What is new, according to Krugman, is:
We now import more manufactured goods from the third world than from other advanced economies. That is, a majority of our industrial trade is now with countries that are much poorer than we are and that pay their workers much lower wages.
On his blog, he
provides a graph. In terms of trade theory, what is going on is that a larger share of trade is with countries that have different factor endowments - e.g. China is abundant in unskilled labor and the US is abundant in skilled labor (this
recent Washington Post story has some good examples of this type of trade). Krugman:
Although the outsourcing of some high-tech jobs to India has made headlines, on balance, highly educated workers in the United States benefit from higher wages and expanded job opportunities because of trade. For example, ThinkPad notebook computers are now made by a Chinese company, Lenovo, but a lot of Lenovo’s research and development is conducted in North Carolina. But workers with less formal education either see their jobs shipped overseas or find their wages driven down by the ripple effect as other workers with similar qualifications crowd into their industries and look for employment to replace the jobs they lost to foreign competition. And lower prices at Wal-Mart aren’t sufficient compensation.
That is, a growing share of our trade is explained by the neoclassical model (and a smaller share by the Krugman model). Neoclassical theory has very clear distributional implications - trade increases the relative returns to the abundant factor. For the US that means skilled workers will see increased wages, and wages for unskilled workers will fall. This leads to the conclusion:
It’s often claimed that limits on trade benefit only a small number of Americans, while hurting the vast majority. That’s still true of things like the import quota on sugar. But when it comes to manufactured goods, it’s at least arguable that the reverse is true. The highly educated workers who clearly benefit from growing trade with third-world economies are a minority, greatly outnumbered by those who probably lose.
As I said, I’m not a protectionist.

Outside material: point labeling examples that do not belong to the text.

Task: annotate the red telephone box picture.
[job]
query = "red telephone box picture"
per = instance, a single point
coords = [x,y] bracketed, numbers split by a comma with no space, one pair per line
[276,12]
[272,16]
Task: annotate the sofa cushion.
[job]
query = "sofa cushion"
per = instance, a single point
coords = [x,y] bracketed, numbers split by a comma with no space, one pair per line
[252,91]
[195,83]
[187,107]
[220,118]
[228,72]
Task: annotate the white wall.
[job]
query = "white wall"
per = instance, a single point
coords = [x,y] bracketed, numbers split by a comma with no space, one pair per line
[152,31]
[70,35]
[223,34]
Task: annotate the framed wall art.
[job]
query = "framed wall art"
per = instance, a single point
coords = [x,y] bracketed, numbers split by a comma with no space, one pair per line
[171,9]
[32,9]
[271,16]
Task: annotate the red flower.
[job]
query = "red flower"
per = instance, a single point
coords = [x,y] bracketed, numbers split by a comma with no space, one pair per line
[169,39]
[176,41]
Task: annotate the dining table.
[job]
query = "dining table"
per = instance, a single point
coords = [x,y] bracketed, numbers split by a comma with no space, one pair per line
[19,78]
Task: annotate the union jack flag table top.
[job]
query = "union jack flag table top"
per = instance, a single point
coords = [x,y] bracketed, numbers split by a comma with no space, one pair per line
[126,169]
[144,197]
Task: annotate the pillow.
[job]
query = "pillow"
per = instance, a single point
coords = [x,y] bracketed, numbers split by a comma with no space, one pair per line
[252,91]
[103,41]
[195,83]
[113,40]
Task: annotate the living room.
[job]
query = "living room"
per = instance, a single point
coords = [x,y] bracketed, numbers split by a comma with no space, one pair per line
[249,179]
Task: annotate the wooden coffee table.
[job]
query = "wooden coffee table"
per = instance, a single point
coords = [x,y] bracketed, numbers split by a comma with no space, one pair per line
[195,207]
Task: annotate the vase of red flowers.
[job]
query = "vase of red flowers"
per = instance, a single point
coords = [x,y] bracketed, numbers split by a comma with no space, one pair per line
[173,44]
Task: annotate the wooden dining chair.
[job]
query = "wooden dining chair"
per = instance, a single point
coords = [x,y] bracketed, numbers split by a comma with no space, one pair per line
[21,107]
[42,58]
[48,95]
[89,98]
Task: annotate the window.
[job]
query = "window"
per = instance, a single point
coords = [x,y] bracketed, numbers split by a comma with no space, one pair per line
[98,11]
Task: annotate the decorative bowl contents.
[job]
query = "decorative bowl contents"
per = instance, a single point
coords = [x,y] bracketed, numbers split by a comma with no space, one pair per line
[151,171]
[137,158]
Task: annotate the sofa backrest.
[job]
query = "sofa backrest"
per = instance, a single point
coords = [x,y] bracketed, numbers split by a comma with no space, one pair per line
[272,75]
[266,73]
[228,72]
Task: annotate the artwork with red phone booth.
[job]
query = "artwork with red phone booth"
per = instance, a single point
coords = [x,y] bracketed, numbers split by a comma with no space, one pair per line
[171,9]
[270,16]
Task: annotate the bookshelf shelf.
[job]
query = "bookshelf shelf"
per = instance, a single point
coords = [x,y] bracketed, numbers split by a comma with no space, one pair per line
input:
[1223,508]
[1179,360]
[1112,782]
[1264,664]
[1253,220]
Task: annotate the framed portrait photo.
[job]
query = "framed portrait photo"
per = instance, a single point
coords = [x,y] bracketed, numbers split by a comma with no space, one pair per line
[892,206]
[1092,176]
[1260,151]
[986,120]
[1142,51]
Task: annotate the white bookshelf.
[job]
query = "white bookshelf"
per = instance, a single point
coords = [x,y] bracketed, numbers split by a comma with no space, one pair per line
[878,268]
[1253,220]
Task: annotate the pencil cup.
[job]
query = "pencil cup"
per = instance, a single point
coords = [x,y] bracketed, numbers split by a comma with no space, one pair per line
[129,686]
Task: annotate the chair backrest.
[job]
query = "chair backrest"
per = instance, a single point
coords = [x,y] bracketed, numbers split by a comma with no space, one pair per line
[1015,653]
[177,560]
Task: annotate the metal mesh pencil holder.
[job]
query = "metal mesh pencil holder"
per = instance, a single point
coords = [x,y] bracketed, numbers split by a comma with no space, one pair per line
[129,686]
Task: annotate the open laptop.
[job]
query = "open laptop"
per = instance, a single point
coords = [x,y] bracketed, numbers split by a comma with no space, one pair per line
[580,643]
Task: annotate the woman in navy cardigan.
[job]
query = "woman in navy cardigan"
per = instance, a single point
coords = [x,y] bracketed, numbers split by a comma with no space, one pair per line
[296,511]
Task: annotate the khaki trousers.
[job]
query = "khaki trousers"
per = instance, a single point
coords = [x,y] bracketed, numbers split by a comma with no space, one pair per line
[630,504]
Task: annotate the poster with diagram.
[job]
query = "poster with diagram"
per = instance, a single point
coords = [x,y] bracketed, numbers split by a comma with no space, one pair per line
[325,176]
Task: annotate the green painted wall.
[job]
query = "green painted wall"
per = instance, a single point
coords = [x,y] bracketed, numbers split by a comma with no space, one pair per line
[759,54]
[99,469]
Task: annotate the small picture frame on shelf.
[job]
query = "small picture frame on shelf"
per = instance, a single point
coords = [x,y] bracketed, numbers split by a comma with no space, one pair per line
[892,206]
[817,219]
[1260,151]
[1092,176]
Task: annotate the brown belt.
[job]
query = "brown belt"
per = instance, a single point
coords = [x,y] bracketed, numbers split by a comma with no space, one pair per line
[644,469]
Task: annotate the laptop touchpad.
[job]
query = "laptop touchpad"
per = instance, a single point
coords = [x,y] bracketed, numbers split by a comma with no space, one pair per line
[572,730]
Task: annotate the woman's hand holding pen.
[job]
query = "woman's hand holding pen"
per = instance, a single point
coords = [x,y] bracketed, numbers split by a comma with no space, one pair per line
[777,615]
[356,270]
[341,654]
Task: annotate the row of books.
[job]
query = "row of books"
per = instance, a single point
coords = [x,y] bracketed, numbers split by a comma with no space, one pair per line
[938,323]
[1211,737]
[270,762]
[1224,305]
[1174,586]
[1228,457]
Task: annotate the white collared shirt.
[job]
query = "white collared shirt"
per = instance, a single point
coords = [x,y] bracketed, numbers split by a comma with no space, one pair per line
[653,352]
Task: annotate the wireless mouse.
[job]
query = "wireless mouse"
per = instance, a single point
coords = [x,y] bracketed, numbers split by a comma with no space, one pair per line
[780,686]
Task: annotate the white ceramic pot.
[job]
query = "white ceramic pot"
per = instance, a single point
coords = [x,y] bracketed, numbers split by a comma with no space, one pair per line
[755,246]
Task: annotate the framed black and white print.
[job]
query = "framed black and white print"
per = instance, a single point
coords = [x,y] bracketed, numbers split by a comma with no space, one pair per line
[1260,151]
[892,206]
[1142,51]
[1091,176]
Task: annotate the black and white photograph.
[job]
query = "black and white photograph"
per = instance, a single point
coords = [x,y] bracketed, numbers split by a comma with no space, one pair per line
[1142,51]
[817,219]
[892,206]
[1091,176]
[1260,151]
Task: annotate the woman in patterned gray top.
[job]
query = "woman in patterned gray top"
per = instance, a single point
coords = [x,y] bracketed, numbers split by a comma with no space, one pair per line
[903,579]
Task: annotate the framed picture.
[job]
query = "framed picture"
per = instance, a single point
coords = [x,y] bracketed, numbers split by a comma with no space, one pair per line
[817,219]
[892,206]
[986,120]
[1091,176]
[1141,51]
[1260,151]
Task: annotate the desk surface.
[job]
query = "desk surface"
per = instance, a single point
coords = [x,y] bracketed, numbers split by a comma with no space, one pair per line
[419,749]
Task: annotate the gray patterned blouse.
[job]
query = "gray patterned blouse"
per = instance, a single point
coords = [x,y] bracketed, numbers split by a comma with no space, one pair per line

For the sake of the world as a whole, I hope that we respond to the trouble with trade not by shutting trade down, but by doing things like strengthening the social safety net. But those who are worried about trade have a point, and deserve some respect.
Greg Mankiw promises we will hear more from Krugman in the Brookings Papers on Economic Activity.
Update (12/29): On his blog, Krugman responds (He says: "Earth-Shattering? I’m proud of my early work on trade, but not this proud still, thanks for the compliment." I could have said "seminal" but I don't think that would have quite done it justice... he, along with a few others, really did change trade theory. Unfortunately trade pedagogy and trade policy discussion haven't really caught up). Krugman also offered some background on the issue of trade and wages. His column prompted thoughts from KNZN on the politics and economics of trade, and Free Exchange weighed in, too.